Pero me preocupa que mientras más nos comunicamos en la distancia,
menos nos hablamos cuando estamos cerca.
Me impresiona la dependencia que tenemos del teléfono.
Preferimos perder la cédula profesional que el móvil, pues con
frecuencia, la tarjeta sim funciona más que nuestra propia memoria.
El celular más que un instrumento, parece una extensión del cuerpo,
y casi nadie puede resistir la sensación de abandono y soledad
cuando pasan las horas y este no suena. Por eso quizá algunos
nunca lo apagan. ¡Ni en cine! He visto a más de uno contestar
en voz baja para decir: 'Estoy en cine, ahora te llamo'.

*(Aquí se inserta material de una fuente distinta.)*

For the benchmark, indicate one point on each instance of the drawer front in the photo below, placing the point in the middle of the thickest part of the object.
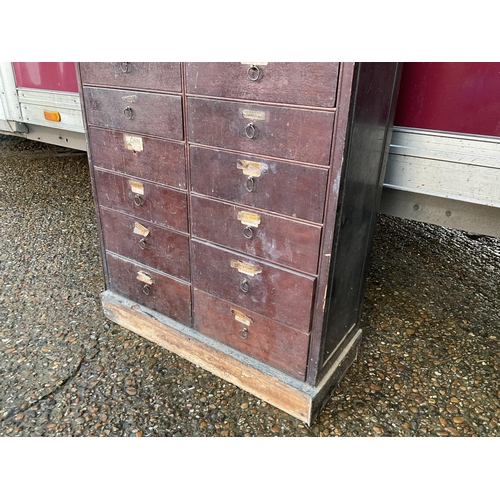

Es algo que por más que intento, no puedo entender.
También puedo percibir la sensación de desamparo que se produce
en muchas personas cuando las azafatas dicen en el avión que está
a punto de despegar que es hora de apagar los celulares.
También he sido testigo de la inquietud que se desata cuando suena
uno de los timbres más populares y todos en acto reflejo nos llevamos
la mano al bolsillo o la cartera, buscando el propio aparato.

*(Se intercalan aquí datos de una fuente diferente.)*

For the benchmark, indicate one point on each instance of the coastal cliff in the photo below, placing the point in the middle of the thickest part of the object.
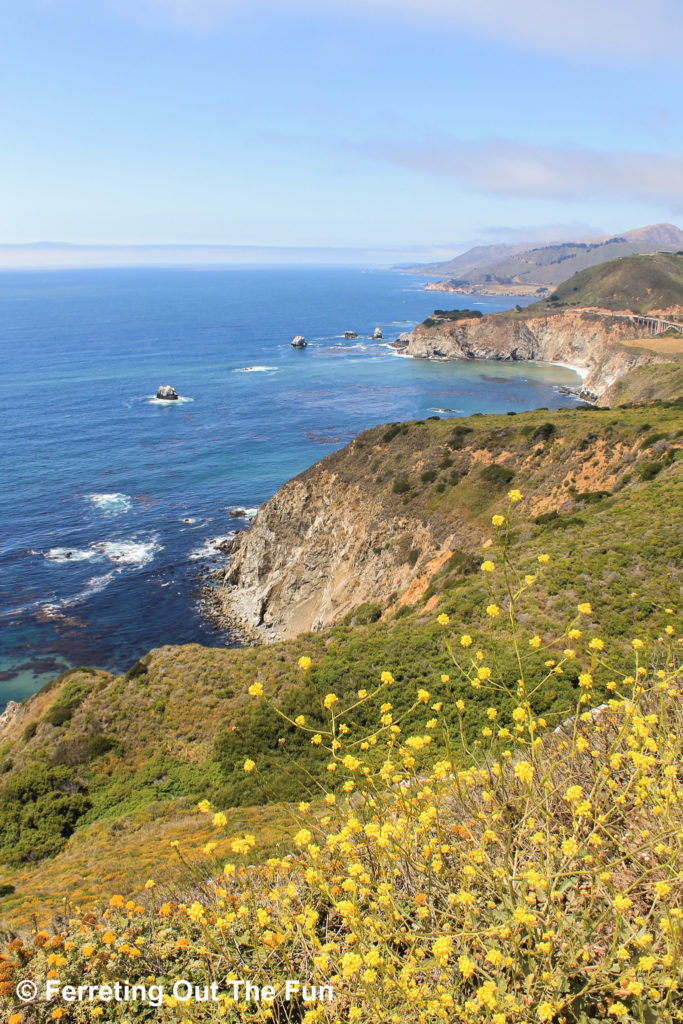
(591, 340)
(322, 546)
(370, 528)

Pero de todos, los Blackberry merecen capítulo aparte.
Enajenados y autistas. Así he visto a muchos de mis colegas,
absortos en el chat de este nuevo invento. La escena suele repetirse.

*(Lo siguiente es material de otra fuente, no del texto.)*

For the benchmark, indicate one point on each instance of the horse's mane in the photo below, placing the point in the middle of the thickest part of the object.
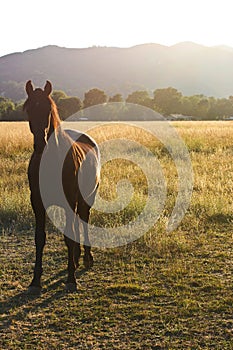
(56, 121)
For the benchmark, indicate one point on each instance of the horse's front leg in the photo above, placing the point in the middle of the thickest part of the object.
(40, 237)
(73, 245)
(84, 214)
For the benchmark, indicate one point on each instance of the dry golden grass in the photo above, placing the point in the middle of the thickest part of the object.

El Blackberry en el escritorio. Un pitido que anuncia la llegada
de un mensaje, y el personaje que tengo en frente se lanza sobre
el teléfono. Casi nunca pueden abstenerse de contestar de inmediato.
Lo veo teclear un rato, masajear la bolita, y sonreír; luego mirarme
y decir: '¿En qué íbamos?'. Pero ya la conversación se ha ido al traste.
No conozco a nadie que tenga Blackberry y no sea adicto a éste.
Alguien me decía que antes, en las mañanas al levantarse, su primer
instinto era tomarse un buen café. Ahora su primer acto cotidiano
es tomar su aparato y responder al instante todos sus mensajes.
Es la tiranía de lo instantáneo, de lo simultáneo, de lo disperso,
de la sobredosis de información y de la conexión con un mundo
virtual que terminará acabando con el otrora delicioso placer
de conversar con el otro, frente a frente.